Last year, Dickerson played 69 games with Casper. He posted an absurd stat-line of .348/.412/.634. He smashed 13 homeruns, 22 doubles, and 9 triples. Oh yeah, he also stole 12 bases. Excitement over rookie ball numbers must be tempered, but Corey displayed signs of serious potential at the plate.
Dickerson is left-handed and has legitimate power. He is a back foot hitter with a quiet approach. He loads up, keeps his weight back, and moves his hands very little. His head always remains still. As a result, he makes excellent contact. I love guys that hit like that. They are less susceptible to off-speed pitches and generally more powerful. I’m not making a comparison here, but Pujols is a back foot hitter.

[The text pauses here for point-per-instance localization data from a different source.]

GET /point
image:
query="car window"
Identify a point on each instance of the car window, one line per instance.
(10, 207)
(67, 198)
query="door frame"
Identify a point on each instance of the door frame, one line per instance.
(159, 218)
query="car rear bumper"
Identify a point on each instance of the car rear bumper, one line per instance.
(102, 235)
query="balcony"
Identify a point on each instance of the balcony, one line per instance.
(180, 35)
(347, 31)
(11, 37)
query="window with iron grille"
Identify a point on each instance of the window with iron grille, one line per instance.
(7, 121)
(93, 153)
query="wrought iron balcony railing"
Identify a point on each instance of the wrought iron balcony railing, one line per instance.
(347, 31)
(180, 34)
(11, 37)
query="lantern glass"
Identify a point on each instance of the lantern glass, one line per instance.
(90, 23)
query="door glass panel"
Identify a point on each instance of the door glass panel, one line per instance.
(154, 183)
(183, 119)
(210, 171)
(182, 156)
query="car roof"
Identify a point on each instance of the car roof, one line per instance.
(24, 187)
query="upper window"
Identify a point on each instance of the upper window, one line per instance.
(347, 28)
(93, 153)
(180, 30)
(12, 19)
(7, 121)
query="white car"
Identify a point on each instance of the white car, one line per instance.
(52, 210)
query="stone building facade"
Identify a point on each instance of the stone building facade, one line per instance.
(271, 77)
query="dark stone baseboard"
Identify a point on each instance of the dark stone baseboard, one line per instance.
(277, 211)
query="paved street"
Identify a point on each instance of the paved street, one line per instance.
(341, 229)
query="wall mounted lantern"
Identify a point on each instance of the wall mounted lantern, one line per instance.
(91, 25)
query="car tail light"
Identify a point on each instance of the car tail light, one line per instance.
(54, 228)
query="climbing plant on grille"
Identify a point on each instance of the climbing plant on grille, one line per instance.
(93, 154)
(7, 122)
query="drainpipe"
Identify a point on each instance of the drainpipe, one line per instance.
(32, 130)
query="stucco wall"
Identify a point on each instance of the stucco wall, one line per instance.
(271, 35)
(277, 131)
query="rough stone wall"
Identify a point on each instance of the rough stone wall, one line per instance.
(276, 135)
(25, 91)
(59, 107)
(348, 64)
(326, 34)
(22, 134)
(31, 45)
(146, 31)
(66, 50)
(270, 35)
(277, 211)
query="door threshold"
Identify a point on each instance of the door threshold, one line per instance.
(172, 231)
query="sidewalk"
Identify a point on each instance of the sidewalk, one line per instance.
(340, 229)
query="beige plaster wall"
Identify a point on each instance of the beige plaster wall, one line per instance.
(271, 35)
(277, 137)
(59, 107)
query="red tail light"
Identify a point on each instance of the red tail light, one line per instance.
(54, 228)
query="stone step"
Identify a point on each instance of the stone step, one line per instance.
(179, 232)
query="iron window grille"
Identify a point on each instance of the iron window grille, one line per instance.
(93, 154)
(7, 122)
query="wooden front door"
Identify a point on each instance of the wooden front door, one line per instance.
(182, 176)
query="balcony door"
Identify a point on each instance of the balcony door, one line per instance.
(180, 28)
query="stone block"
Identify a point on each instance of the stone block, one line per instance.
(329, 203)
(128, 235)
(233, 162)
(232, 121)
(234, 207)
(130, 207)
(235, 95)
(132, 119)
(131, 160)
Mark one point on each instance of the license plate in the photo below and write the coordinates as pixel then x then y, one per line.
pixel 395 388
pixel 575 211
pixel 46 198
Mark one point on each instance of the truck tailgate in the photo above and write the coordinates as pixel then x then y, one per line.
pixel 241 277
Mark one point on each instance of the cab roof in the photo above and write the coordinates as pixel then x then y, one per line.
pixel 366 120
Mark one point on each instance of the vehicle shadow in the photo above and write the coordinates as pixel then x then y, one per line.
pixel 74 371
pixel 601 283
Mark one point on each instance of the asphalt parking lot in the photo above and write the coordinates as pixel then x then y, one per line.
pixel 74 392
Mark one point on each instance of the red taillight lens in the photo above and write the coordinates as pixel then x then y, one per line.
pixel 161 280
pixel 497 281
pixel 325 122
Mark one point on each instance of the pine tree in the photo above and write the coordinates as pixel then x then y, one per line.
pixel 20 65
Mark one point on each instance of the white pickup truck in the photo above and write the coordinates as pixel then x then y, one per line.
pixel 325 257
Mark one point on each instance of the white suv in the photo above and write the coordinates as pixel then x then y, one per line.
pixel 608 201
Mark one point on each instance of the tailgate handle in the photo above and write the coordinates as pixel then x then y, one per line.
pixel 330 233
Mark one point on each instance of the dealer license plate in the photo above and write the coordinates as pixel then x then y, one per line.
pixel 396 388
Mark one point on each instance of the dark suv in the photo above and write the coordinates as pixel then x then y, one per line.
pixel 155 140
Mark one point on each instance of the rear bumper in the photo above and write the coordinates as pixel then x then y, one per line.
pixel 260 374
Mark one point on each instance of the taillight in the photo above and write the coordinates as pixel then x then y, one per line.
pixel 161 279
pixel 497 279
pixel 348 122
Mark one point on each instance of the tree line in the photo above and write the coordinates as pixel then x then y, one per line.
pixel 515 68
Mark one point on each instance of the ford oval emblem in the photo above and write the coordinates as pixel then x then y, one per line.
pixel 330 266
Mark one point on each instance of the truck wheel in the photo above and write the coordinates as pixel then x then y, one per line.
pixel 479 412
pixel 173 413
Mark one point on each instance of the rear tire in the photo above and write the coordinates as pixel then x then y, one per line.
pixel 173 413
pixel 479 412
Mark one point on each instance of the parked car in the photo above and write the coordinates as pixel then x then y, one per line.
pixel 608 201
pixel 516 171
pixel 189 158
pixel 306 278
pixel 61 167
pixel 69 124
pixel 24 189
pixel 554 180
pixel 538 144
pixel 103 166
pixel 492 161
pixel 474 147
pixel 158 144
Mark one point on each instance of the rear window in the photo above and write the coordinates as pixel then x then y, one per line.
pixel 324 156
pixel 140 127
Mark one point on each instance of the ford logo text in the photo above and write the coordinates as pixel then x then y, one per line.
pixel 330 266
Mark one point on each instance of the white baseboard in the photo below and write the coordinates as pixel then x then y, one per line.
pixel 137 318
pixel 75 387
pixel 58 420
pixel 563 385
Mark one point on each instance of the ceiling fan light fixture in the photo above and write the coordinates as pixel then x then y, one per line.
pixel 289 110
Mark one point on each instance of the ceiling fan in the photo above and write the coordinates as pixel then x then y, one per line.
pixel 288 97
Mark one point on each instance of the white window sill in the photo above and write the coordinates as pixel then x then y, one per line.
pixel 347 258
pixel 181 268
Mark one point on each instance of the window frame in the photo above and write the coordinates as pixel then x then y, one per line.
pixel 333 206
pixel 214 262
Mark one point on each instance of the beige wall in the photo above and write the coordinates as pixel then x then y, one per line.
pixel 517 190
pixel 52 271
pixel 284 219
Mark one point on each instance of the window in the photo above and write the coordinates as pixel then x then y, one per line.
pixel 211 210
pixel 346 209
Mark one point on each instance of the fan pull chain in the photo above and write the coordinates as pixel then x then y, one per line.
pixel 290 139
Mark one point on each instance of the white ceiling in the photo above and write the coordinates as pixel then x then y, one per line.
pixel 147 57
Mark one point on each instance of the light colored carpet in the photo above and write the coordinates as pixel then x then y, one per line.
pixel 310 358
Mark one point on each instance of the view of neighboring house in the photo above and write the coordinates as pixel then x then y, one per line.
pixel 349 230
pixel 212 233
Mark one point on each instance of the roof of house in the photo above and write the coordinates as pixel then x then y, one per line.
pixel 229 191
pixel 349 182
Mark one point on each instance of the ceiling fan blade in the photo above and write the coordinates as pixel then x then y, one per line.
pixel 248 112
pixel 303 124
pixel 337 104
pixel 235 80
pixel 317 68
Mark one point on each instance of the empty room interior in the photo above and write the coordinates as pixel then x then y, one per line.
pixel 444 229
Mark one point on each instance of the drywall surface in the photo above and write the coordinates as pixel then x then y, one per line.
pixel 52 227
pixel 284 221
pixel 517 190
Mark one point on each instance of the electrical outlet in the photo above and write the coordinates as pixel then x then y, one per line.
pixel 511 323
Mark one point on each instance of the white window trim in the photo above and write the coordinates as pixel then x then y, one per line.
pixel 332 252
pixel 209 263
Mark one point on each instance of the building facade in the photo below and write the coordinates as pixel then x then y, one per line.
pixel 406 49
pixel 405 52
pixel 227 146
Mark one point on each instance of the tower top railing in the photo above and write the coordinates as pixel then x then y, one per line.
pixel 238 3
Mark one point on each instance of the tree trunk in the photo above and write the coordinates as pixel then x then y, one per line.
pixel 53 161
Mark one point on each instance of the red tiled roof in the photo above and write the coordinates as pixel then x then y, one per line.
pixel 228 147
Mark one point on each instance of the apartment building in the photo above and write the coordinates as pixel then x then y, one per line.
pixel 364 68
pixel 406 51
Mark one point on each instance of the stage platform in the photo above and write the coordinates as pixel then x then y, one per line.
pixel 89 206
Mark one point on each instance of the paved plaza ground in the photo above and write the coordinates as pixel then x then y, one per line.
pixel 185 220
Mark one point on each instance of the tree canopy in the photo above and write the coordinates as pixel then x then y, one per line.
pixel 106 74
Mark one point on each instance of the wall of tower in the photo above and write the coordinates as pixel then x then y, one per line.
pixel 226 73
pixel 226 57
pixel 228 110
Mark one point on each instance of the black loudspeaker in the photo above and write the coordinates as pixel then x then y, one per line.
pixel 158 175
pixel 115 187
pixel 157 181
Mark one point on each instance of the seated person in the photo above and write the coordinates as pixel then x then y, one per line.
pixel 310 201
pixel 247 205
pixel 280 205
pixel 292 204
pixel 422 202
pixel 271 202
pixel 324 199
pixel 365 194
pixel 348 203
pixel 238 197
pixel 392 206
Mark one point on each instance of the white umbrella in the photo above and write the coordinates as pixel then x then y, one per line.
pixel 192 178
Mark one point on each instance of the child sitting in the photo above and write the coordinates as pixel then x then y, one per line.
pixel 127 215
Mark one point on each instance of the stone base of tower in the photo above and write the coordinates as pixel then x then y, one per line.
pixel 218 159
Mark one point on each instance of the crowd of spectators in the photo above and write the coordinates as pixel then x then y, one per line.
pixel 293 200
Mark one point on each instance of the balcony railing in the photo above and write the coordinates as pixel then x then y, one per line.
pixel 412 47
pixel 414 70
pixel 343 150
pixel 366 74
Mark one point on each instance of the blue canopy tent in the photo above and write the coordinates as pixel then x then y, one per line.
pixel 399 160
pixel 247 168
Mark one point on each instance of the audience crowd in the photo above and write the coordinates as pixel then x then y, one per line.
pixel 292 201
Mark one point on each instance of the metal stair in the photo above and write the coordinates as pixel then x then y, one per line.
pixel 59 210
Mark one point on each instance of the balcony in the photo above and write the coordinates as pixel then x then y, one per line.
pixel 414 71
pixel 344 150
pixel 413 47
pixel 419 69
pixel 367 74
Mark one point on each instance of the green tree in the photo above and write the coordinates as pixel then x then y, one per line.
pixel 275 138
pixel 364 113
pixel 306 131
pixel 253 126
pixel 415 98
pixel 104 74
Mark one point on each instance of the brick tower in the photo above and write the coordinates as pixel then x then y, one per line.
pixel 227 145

Dickerson will turn 22 in May. That’s a little bit older than most low-level minor leaguers, but he is still young. Because of their depth, the Rox have the luxury of patience with all of their outfield prospects. In all likelihood, Corey will be sent to Asheville to start the year, but there is an outside shot of him going to Modesto. The Tourist’s outfield has a chance to be special. The starting lineup will have Dickerson in left, Rafael Ortega in center, and Kyle Parker in right. You could argue that all three rank among the Rockies’ top ten prospects.
As with any minor leaguer, only time will reveal Dickerson’s true ability, but he is off to one hell of a start. I will now be taking donations from anyone that wants to aid a Rox Pile summer trip to Asheville.